Cambodian chef and restaurateur

Seng Sothea (សេង សុធា; born in 1984 in Kampong Cham Province, Cambodia) is a Cambodian chef and restaurateur. Owner of Palate Angkor, Hot Stone Café, Mahob, Lava and Lum Orng restaurants.

== Biography ==
Seng Sothea was born in Kampong Cham Province in a family of poor rice farmers. At the age of 10, he started helping his family in the kitchen with cooking and food preservation.

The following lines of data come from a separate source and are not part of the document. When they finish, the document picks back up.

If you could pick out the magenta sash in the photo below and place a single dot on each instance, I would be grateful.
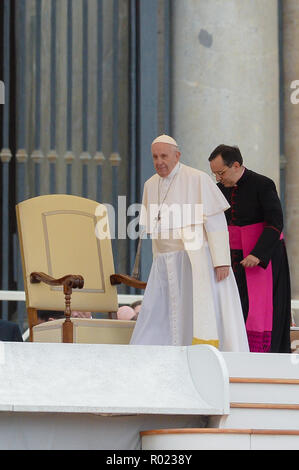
(259, 286)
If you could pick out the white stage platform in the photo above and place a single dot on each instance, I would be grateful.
(84, 396)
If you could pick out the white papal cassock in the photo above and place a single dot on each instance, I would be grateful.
(183, 303)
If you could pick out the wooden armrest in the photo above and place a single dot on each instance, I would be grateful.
(69, 281)
(127, 280)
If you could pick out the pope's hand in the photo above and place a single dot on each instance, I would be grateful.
(221, 272)
(250, 261)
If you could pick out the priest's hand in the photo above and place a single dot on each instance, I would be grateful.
(221, 272)
(250, 261)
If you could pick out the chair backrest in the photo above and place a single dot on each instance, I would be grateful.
(57, 236)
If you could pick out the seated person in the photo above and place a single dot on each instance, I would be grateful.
(10, 331)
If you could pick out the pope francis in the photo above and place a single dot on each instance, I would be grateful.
(191, 295)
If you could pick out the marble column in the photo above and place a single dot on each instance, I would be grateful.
(225, 80)
(291, 135)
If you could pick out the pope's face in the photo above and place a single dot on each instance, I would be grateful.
(165, 157)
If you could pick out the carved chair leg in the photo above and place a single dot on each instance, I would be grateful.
(32, 321)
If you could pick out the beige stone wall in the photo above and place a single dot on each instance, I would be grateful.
(225, 80)
(61, 103)
(291, 126)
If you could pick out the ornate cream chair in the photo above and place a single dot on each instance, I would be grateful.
(68, 264)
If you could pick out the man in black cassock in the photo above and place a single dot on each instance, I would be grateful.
(259, 257)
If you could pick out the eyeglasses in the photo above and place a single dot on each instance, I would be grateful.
(221, 172)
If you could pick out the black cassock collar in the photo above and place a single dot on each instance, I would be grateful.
(244, 177)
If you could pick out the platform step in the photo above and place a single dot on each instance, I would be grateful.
(220, 439)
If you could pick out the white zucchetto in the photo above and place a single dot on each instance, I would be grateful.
(165, 139)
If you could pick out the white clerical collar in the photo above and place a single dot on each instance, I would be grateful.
(171, 174)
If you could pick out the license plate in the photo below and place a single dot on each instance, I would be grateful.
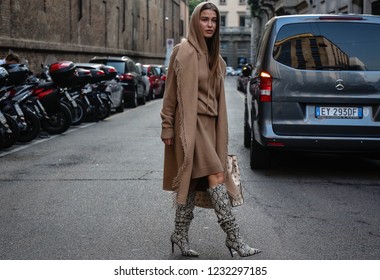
(339, 112)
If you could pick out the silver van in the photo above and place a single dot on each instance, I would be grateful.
(315, 86)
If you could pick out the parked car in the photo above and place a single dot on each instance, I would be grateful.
(243, 79)
(315, 87)
(130, 78)
(230, 71)
(146, 80)
(238, 71)
(155, 81)
(162, 70)
(117, 94)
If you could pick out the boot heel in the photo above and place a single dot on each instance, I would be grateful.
(229, 248)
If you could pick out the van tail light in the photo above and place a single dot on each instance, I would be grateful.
(126, 77)
(265, 87)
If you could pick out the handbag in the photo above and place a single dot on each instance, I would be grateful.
(202, 199)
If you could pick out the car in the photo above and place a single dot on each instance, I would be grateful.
(155, 80)
(162, 70)
(238, 71)
(243, 79)
(130, 78)
(230, 71)
(314, 87)
(146, 80)
(117, 94)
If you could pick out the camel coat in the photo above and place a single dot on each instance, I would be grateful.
(179, 116)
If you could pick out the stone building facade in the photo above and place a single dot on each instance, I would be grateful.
(45, 31)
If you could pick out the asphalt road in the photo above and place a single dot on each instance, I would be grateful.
(95, 193)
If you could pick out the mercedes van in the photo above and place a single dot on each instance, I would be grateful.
(315, 86)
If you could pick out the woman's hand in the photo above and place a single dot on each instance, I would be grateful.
(168, 141)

In 1999 they moved to Siem Reap where Sothea started working as a waiter at the age of 15. A year later he got a job at the Sofitel Angkor Phokeethra as a kitchen hand and few years later started working at Le Méridien Angkor as chef de partie.

After being recommended by a friend to the hotel's head chef, Sothea went to Dubai to work for the Grand Hyatt. Afterwards, Sothea also worked for Andiamo, Indochine, and Manhattan Grill. In 2008 he returned to Cambodia and started working as an executive chef at Nest, then as an executive chef and F&B manager in Plantation Hotel in Phnom Penh and finally Metro and Hakkasan restaurants.

In January 2014 Sothea opened a barbecue restaurant Hot Stone Cafe in Siem Reap together with his wife Sonita Chou. The same year on July and November he opened his third restaurant Mahob serving Cambodian cuisine and fourth restaurant Lava serving Cambodian, Chinese and other Asian cuisine, as well as fusion cuisine. On 1 June 2019, in outer Siem Reap Sothea opened Lum Orng, Cambodia's first farm-to-table restaurant. In 2021 Lum Orng was one of three restaurants in Cambodia to be included in the Asia's 50 Best Restaurants' "Essence of Asia" list.